Scott Kiloby has known for years that a lack of mindfulness (i.e., a lack of present awareness) is a cause of addiction. He lived in enslavement to his thoughts of past and future for 20 years, extremely addicted to drugs, alcohol and a host of other substances and activities. He has been writing about the need for mindfulness as an addiction treatment for many years and has now co-founded the Kiloby Center for Recovery, a substance abuse facility that focuses almost exclusively on mindfulness as a treatment for addiction. Mindfulness is a way of being that is focused on the present moment in a non-judgmental, non-reactive manner. Through Mindfulness, one learns to observe thoughts, emotions and sensations coming and going, without trying to analyze, change, add to, subtract from, or indulge in them.
Recently, a host of new studies and articles are setting out the benefits of mindfulness in addiction treatment. But Psychology Today has gone one step further, publishing an article by Richard Taite that echoes Scott’s thoughts on lack of mindfulness as an actual cause of addiction.

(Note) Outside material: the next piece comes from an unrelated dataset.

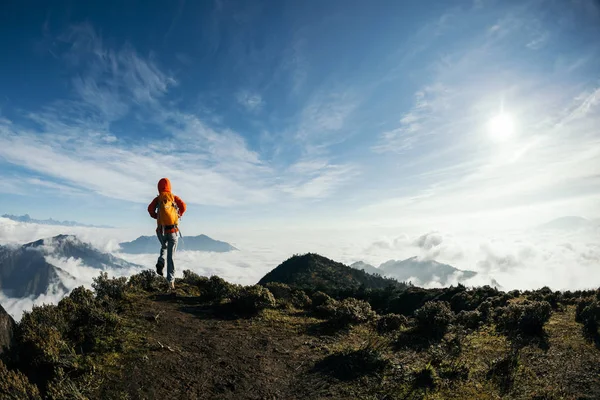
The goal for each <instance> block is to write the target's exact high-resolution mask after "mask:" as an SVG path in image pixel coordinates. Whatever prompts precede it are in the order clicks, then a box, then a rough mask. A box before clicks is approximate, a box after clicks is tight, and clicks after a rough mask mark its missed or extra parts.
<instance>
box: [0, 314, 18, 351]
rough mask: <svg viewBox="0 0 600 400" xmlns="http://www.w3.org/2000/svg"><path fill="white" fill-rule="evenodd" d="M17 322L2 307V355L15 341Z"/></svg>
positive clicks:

Psychology Today published this very forward-thinking article on August 14, 2014 called “NIH Study: Addicts are Lower in Mindfulness.” The article had the following comments with regard to a lack of mindfulness being a cause of addiction:
“Now a study from the National Institutes of Health shows that lack of mindfulness may be one of the causes of substance abuse, in the first place . . . . The researchers looked for mindfulness in a population 107 adults in residential treatment for substance abuse. At the center, addicts filled out a 13-question survey called the Toronto Mindfulness Scale. Really, the scale looks at two components of mindfulness: decentering and curiosity. In decentering, a person can “step back” to observe their thoughts and feelings, rather than being absorbed by them. And in this case, curiosity isn’t just being generally curious about the world around you, but instead is a kind of curiousness about yourself – “the desire to know more about what you are experiencing,” the authors write. Because the Toronto Mindfulness Scale has also been used to measure mindfulness in people not seeking treatment, the researchers could make an interesting comparison. For non-addicted people, the average score on the decentering part of the scale is 11.93; for people in residential treatment for addiction, it was 6.78. For non-addicted people, the average score on the curiosity side of the scale was 13.72; for people in residential treatment for addiction, it was 5.58. Overall addicted people had about half the mindfulness as non-addicted people.”
When Scott Kiloby was asked to comment on this recent study, he stated as follows:
“Many people are just coming to learn about mindfulness. The term itself is rather confusing because it seems to be about being full of mind, full of thoughts or about analyzing or thinking more about yourself. That couldn’t be farther from the truth. Mindfulness is really present moment awareness. It’s a way of being aware of what is happening in one’s present experience, but in a way that is not clinging to whatever is happening. This brings about a deep sense of acceptance of one’s self, others and the world. This kind of deep acceptance transforms the addicted mind because such a mind is always trying to avoid what is arising now in favor of a future state where one will feel better or have better thoughts.
Although endeavoring to chase after better thoughts and feelings seems like a good idea and is even encouraged in our culture, it actually brings about misery for many people who find themselves stuck in a cycle of avoidance of the present moment and endless chasing after future states, experiences, fixes and highs. When addiction begins to take its hold, this avoidance and chasing hijacks the mind completely, making life unmanageable and difficult. One becomes literally enslaved to thoughts about the future. In addition, one stays enmeshed in thoughts of the past during addiction, about what went wrong and how one’s life so far is deficient or lacking. This experience of being identified with or clinging to thoughts of past and future is the very definition of a lack of mindfulness. Mindfulness is not just a cause of addiction. It is most likely one of the main causes of addiction. This is why our culture is just now realizing the benefits of mindfulness when it comes to addiction treatment. We are realizing that our minds are caught in this cycle of avoidance and chasing. The only real answer is to get out of the cycle. And that’s what mindfulness is all about.”